Thứ Năm, 21 tháng 4, 2011

Entrepreneur #9 - How 'the ice-cream man from hell' built the world's coolest museum

The Morbidelli V-8 is tucked away in a corner; the Britten gets a little more limelight. The Barber Vintage Motorsports Museum houses what can, at least arguably, be called the best motorcycle collection anywhere. There’s absolutely no doubt that it’s the best motorcycle museum. The 140,000 square foot facility, set in the middle of a 720 acres ‘motorsports park’ was built between 1999 and 2002, and cost George Barber about $60 million.

What’s striking about the story of Barber’s collection is that it all came together quite recently. He was no Sammy Miller, who’d been on the scene for donkey’s years. Barber only bought the first bikes for the collection in 1988. The fact that it’s now grown to over 1,200 bikes reflects another side of this white-haired gent with a honeyed drawl; he’s also fiercely competitive.

Barber’s dad operated a large commercial dairy in Birmingham, after WWII. He wasn’t necessarily a spoiled rich kid, but he was pretty rich. As a young man in the 1960s, he raced Porsches at Daytona and Sebring. He didn’t treat it like a hobby; his rivals called him ‘the ice cream man from hell.’ When I interviewed him, forty years after he’d hung up his helmet, he still took pains to make sure I wrote down the number of wins he racked up: 63.
The 'ice-cream man from hell' in one of his Porsches.
 When his dad turned over the company to him, George channeled his competitive instincts into the business and, over the next 30 years Barber Dairies’ annual turnover reached $300 million. With no time to race, he started to acquire a few collectible cars.
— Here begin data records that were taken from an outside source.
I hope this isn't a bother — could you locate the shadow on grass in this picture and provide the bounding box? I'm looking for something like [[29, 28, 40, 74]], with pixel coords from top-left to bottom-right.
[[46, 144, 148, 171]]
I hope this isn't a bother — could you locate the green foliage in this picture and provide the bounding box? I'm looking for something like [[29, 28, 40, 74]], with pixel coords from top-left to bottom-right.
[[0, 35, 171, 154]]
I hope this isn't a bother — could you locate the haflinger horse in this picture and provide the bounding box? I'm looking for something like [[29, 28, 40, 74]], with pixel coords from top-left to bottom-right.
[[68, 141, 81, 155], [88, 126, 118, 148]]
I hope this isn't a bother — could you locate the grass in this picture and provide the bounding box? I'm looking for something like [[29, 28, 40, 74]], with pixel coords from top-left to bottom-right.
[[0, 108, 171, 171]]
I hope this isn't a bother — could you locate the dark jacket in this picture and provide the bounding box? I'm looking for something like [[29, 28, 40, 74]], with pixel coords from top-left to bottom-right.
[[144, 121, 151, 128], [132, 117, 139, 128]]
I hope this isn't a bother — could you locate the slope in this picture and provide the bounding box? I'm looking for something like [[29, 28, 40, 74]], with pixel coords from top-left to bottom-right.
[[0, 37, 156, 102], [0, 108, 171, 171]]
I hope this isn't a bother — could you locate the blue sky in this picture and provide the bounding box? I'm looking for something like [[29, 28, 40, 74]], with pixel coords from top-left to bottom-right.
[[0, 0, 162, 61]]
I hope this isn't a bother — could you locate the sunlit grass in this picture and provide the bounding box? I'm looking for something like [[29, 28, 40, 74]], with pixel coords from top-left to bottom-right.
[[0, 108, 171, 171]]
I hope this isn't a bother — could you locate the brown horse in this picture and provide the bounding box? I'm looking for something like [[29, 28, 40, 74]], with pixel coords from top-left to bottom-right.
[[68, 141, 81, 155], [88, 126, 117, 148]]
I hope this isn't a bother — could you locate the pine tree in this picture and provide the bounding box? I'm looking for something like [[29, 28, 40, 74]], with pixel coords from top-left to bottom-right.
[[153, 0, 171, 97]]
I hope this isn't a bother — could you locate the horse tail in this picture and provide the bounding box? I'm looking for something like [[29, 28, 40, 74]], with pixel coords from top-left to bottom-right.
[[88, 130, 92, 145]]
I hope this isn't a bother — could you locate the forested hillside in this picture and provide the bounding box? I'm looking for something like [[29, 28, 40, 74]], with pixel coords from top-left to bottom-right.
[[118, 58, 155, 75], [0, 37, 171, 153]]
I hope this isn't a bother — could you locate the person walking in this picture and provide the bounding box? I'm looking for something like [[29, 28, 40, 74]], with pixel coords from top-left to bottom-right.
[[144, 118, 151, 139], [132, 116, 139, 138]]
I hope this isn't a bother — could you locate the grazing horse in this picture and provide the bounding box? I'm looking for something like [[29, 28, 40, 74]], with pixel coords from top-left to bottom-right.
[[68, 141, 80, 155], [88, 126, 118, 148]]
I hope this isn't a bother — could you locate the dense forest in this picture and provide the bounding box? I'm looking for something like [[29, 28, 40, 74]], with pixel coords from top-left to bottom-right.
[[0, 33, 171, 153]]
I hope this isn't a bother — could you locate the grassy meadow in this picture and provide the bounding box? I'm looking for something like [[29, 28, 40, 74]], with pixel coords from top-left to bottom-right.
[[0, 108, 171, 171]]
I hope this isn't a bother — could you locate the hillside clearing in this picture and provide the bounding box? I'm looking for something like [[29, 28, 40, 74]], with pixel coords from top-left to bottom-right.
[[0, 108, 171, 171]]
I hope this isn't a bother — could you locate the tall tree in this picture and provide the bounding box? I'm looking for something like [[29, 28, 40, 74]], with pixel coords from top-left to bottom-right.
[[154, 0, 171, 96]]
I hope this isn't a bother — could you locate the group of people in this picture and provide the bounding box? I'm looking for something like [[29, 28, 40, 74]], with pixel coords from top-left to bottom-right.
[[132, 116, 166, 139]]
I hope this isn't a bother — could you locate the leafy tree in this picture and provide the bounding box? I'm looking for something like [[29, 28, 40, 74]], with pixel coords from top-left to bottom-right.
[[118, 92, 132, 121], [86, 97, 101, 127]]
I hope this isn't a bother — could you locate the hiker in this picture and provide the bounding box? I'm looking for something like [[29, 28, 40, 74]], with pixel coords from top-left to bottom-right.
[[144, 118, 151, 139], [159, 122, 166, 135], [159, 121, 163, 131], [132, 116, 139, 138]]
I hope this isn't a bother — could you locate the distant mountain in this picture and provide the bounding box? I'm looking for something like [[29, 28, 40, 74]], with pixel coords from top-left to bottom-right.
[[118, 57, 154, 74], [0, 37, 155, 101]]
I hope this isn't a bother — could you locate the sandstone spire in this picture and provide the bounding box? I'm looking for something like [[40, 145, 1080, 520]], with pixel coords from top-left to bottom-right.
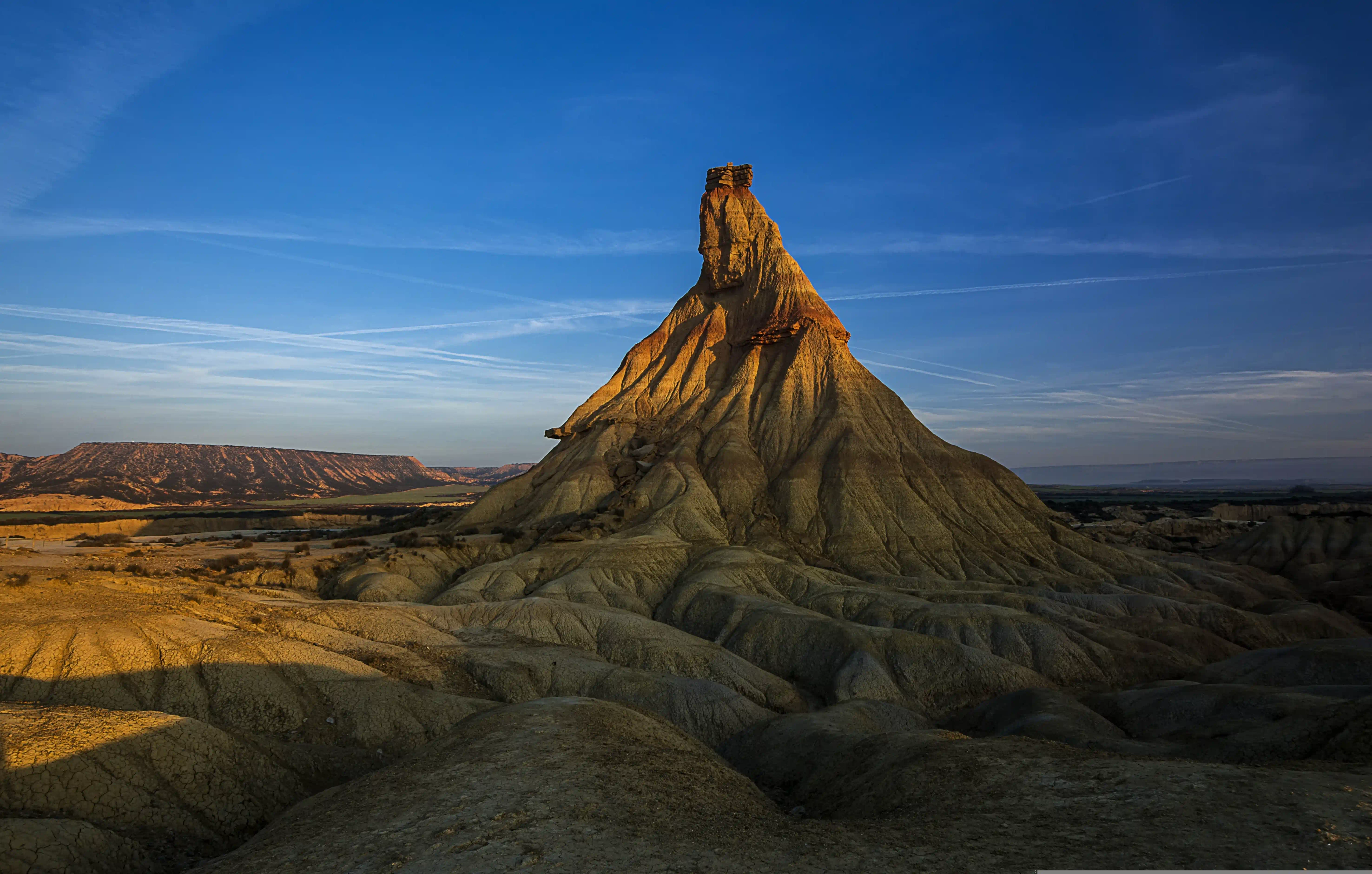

Funny story about how the collection took shape: Barber had a fleet of delivery trucks for the dairy business, and a garage where the company maintained them. One of the garage employees, a guy named Dave Hooper, was due to retire. Barber worried that Hooper was the type who, without anything to do, would just wither and die, so he asked Hooper to restore a couple of cars.

It turned out that experience beating delivery trucks back into shape wasn’t that transferable to aluminum race-car bodies, and those first restorations didn’t go too well. It was Hooper who suggested that they try restoring a couple of motorcycles, and George went out and bought a 1953 Victoria Bergmeister and a ’59 Panther for his pensioner to work on.

At the museum, when they tell this story they emphasize that, at that point, George had a minor epiphany. He’d always worked on his own race-cars, and he fell in love with the way the bikes’ working bits were not concealed behind bodywork; he could see the suspensions, frames and motors. Talking to him, I could tell that was true for what it was worth, but something else also came out: that old competitive streak.

Even with his substantial resources, by the late '80s, the price of desirable collector cars meant that George would never have the world’s best car collection. He couldn’t even afford to assemble the world’s best Lotus collection; that was billionaire territory, and he only had, oh, hundreds of millions.

“But I realized,” he admitted to me, “that I could have the world’s best motorcycle collection.” He sold off his cars, and set out to do just that, and as quickly as possible.

He bought a warehouse near the dairy. In a year or two, all the floor space was filled and Barber built 20-foot racks to store them several bikes high. Although it was nominally open to the public, the collection was in pretty sketchy neighborhood and few people visited; it was one of American motorcycling’s best-kept secrets. I had friends who sought it out, and came back awe-struck. He was collecting and displaying motorcycles on shelves, the way other people displayed toy bikes. Around the world, collectors and curators grumbled about an upstart American – ice cream man from hell, indeed, who’d upset the collecting apple-cart. He was accused of single-handedly inflating the market for vintage bikes. 
Barber, more recently, with an ex-Surtees MV. He did have enough money to acquire the world's very best motorcycles...
Rival curators just didn’t get it; it was a competition and George was winning. The rest of it was only money. In 1998, Barber sold his company. That meant he had even more cash to spend on bikes, but that he had to move his collection out of the old warehouse, which went with the business. That’s when he bought an abandoned gravel pit on the outskirts of town, and decided to build the best motorcycle museum in the world, to house the best collection. If there was a downside, it’s that with the collection’s small staff fully occupied, he withdrew from AHRMA racing; for years his rivalry with Rob Iannucci’s Team Obsolete had defined AHRMA’s premier classes.

When his park – trust me, it doesn’t look like a quarry any more – and his track, and his museum were finished and his collection was installed, he gave it all to the city of Birmingham. Talk about your gracious southern gentleman, eh? George Barber maintains an office at the museum, but he doesn’t spend too much time there. He’s the kind of guy who’s always looking to the next challenge, and he’s busy with other things. The last time I talked to him he was preoccupied with some big real estate development projects. That’s the competitor coming out, again. After you win, you celebrate one night, and then focus on the next race.

If you haven't been, you owe it to yourself.